О, он обожал меня! Дарил бесчисленные подарки. Заваливал комнаты белой сиренью, называл меня «Золотой пумой» и посвятил мне свой самый лучший роман.
Эй вы, там, на улице, вам кто-нибудь их великих посвятил хотя бы один крошечный рассказик?! Хотя бы один абзац?!

Она возвращается на диван, с трудом шаркая по полу больными ногами. Дрожащей рукой берет стакан с холодным чаем и жадно, по-старушечьи расплескивая содержимое, пьет бурую жижу. Глаза старухи наливаются слезами. Она пытается сдерживать их, но старость сильнее несгибаемой натуры: слезы капают в серебряный подстаканник, на валяющуюся у стула книгу...

-- Я его любила. Я так его любила! А она, эта стерва Полин, на которой он женился из мести ко мне… Вот идиот, а еще великий писатель! … побоялась даже положить присланный мною букет на его могилу…

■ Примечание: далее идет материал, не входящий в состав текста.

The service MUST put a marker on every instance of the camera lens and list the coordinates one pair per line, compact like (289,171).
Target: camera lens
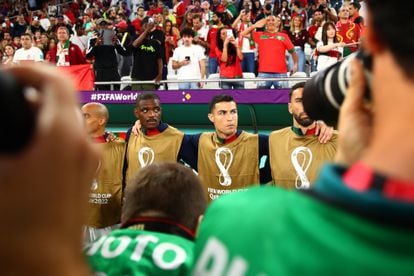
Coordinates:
(16,114)
(324,93)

Минуту на сцене стоит полная тишина – Марлен пытается справиться с волнением. Ее пальцы перебирают бусы, которые она теперь стащила на грудь…

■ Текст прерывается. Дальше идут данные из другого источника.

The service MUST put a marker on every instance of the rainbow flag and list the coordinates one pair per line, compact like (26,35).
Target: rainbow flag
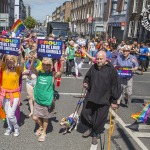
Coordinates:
(18,27)
(142,116)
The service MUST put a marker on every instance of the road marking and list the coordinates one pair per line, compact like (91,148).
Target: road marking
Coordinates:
(142,126)
(83,68)
(142,135)
(93,147)
(140,97)
(142,81)
(70,94)
(135,138)
(72,78)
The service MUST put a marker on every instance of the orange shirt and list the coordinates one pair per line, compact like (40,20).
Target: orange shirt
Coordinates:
(10,80)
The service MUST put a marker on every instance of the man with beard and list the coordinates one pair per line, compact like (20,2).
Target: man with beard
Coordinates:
(103,90)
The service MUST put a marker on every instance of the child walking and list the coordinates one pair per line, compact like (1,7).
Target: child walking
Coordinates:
(44,94)
(10,90)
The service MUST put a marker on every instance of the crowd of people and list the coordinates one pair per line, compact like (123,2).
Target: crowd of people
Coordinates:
(108,82)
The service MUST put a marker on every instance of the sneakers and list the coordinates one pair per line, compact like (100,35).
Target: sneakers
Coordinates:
(16,132)
(94,140)
(87,133)
(126,102)
(8,131)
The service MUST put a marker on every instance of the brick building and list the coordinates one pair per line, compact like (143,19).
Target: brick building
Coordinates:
(82,16)
(62,13)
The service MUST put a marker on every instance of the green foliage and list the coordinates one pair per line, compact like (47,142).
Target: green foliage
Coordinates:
(68,19)
(30,22)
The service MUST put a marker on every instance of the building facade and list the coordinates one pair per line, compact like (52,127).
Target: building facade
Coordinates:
(28,10)
(19,10)
(82,16)
(117,19)
(99,22)
(62,13)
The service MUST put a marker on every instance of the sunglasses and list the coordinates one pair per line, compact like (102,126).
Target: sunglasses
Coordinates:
(47,65)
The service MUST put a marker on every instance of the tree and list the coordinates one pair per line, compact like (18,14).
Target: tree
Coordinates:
(30,22)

-- Думала, что я его и мертвого соблазню?!

В руке ее откуда-то (валялась на диване?) появляется помада, она алого цвета, вслед за ней маленькое зеркальце от пудреницы. Марлен красит губы – выходит, конечно же, неровно. Поправляет пряди волос… Избавляется от халата, под которым оказывается вполне даже приличное платье из синего трикотажа. Поправляет бусы. И произносит мелодично, нараспев, выразительно:
-- Я помню то лето на берегу моря, белый песок у двери в его бунгало, комната, в которую почти не проникали лучи солнца… «Марлен, дорогая, иди позагорай одна. Или с Мари… Я только что начал страницу».
Он  писал про нас с ним!
Я была Жоан Маду. Он – Равик.

Старуха палкой подтягивает к себе валяющуюся на полу книгу, неловко наклоняясь, поднимает ее, ищет нужную страницу и наконец читает –  все так же громко, звенящим молодым голосом, талантливо:

«Горячая вода струится по телу. За стеной  -- Жоан Маду, она ждет…Кожа ее нежна, волосы волной затопили подушку;, хотя в темноте почти совсем темно, глаза ее блестят, словно улавливая и отражая скудный свет зимних звезд…»

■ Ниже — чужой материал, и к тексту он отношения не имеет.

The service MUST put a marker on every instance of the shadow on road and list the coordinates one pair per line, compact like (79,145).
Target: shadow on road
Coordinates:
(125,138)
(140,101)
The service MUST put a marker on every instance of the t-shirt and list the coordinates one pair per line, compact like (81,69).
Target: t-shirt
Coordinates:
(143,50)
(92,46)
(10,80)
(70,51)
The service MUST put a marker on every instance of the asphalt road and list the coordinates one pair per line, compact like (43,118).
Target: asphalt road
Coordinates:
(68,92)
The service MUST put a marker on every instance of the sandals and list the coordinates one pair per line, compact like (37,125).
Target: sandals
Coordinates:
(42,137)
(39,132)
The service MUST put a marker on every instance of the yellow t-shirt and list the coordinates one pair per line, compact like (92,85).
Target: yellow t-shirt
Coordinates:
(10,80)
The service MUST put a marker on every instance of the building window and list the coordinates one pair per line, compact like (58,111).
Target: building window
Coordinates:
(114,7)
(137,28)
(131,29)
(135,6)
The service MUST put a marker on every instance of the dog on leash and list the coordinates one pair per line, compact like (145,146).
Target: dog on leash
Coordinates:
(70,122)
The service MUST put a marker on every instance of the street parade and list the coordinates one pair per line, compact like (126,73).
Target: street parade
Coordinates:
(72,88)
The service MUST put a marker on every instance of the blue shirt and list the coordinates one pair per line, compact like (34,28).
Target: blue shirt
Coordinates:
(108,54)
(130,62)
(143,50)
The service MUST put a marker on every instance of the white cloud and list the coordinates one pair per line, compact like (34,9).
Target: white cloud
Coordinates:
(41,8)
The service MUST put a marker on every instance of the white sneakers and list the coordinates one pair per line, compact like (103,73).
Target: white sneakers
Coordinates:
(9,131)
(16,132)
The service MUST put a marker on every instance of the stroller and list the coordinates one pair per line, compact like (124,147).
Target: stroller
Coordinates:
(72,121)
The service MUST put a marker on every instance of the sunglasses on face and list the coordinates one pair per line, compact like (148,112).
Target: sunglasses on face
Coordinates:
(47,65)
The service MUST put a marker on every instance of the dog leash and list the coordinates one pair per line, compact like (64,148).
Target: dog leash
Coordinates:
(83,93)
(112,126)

-- Эй, придурки, это про меня, слышите!

Она замолкает, прислушиваясь к тому, что происходит на улице. Ей отвечает тишина.

-- Лилли, они наконец разошлись? Их разогнала полиция?

Ей никто не отвечает. Похоже, старуха давно уже одна в своих «апартаментах», а Лилли ушла по своим делам, даже не сообщив об этом хозяйке. Или – сообщив? Марлен все равно не помнит таких деталей, погружаясь на целые дни в свой мир.

--Лилли, ты ушла? Ну и черт с тобой! Кстати, завтра можешь не приходить. Завтра мне нанесет визит моя единственная дочь…

--Мари никогда не забывает навещать свою старую мать! Ей очень важно напомнить мне о моих бесконечных грехах и обдать презрительным взглядом.

Она изображает этот презрительный взгляд и передразнивает дочь:

-- «Как ты могла ТАК поступить с Тами?!!!»

-- Да, кстати, Тами – это любовница моего мужа.
Мы жили одной семьей, и Мари имела неосторожность привязаться к бедняжке…

-- Как я могла поступить ТАК с Тами?!

-- Я, между прочим, вкалывала как грузчик в порту, чтобы прокормить всех вас, Мари! А кто водил Тами по врачам после ее кошмарных срывов? Причем, к самым дорогим врачам! Кто налаживал их быт, когда… (она запинается, заметно, что ей больно произносить эти слова) когда они с Папи уехали от меня в тот ужасный загородный дом.  Я, я, я, все время я!

Ее голос срывается…

Откуда-то издалека доносится музыка из «Голубого ангела». Сначала тихонько, потом все громче, громче…

Марлен берет  со стула кольцо с большим красным камнем (оно валяется рядом с бутылкой коньяка), надевает его на руку, поднимает руку ближе к свету и любуется украшением.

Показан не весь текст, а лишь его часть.